É bem sabido que muitas pessoas neste momento estão experimentando depressão, cansaço e desilusão com a vida e sua falta de sentido. Isso resulta do fato de que não cumprimos os mandamentos de Deus. Assim, o poder de Deus e a alegria de Deus não entram em nós. Mas quando começamos a cumprir os mandamentos de Deus, um dos quais é pregar o Evangelho, então uma enorme alegria e inspiração espiritual vem até nós. Todos podem verificar isso com sua própria experiência - se você pregar não por sua própria causa, não por sua própria vaidade, mas por causa do Senhor Jesus Cristo, então você receberá tal alegria.

Dusanka Zekovic: Com este apelo maravilhoso concluímos a nossa conversa com os nossos queridos convidados, o primeiro dos quais é o escritor e missionário Pe.
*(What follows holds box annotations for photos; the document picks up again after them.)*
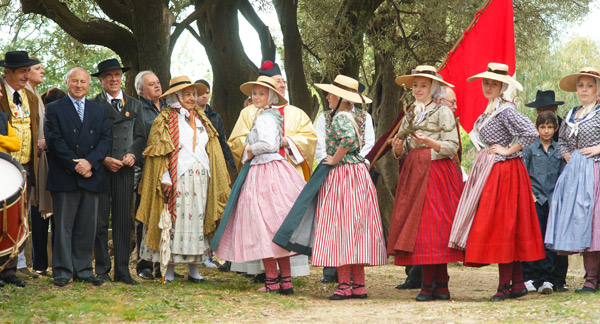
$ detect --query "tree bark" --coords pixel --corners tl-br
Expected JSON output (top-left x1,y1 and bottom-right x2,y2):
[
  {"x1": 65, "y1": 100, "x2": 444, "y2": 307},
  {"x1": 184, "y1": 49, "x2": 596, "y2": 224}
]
[
  {"x1": 194, "y1": 0, "x2": 258, "y2": 135},
  {"x1": 273, "y1": 0, "x2": 319, "y2": 118}
]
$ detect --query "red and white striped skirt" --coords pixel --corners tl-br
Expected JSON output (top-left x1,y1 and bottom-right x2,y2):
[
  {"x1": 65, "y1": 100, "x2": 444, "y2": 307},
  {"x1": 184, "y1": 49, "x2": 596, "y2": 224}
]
[{"x1": 312, "y1": 163, "x2": 387, "y2": 267}]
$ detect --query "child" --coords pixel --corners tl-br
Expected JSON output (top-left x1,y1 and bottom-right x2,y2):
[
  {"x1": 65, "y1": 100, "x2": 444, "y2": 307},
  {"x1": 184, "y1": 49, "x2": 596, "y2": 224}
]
[{"x1": 521, "y1": 111, "x2": 568, "y2": 294}]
Daniel Sysoyev, e o segundo é Yuri Maximov, professor na Academia Teológica de Moscou.

Fonte (em inglês)

[PARTE 1] - [PARTE 2]

NOTAS

[1] Nota do tradutor: É importante destacar aqui que não existe unanimidade a respeito da questão da salvação dos não-Ortodoxos. Entre outras, há a posição de que é um mistério que em última instância pertence só a Deus. Para ler mais sobre essa posição veja o texto: Os heterodoxos serão salvos? escrito pelo Metropolita Filareto (Voznesensky): aqui.

[2] Nota do tradutor: O ensinamento dos telônios ou pedágios aéreos diz respeito à jornada da alma após deixar o corpo, e está relacionado com o julgamento particular. Durante essa jornada, onde a alma é escoltada a Deus pelos anjos, ela passa por um reino aéreo, habitado por espíritos iníquos (Efésios 6:12). A alma encontra esses demônios em vários pontos, chamados de telônios ou pedágios, nos quais os demônios tentam acusá-la de pecado para levar a alma ao inferno, enquanto os anjos defendem a alma, baseando-se na retidão da pessoa repousada.

[3] Nota do tradutor: veja a nota [1].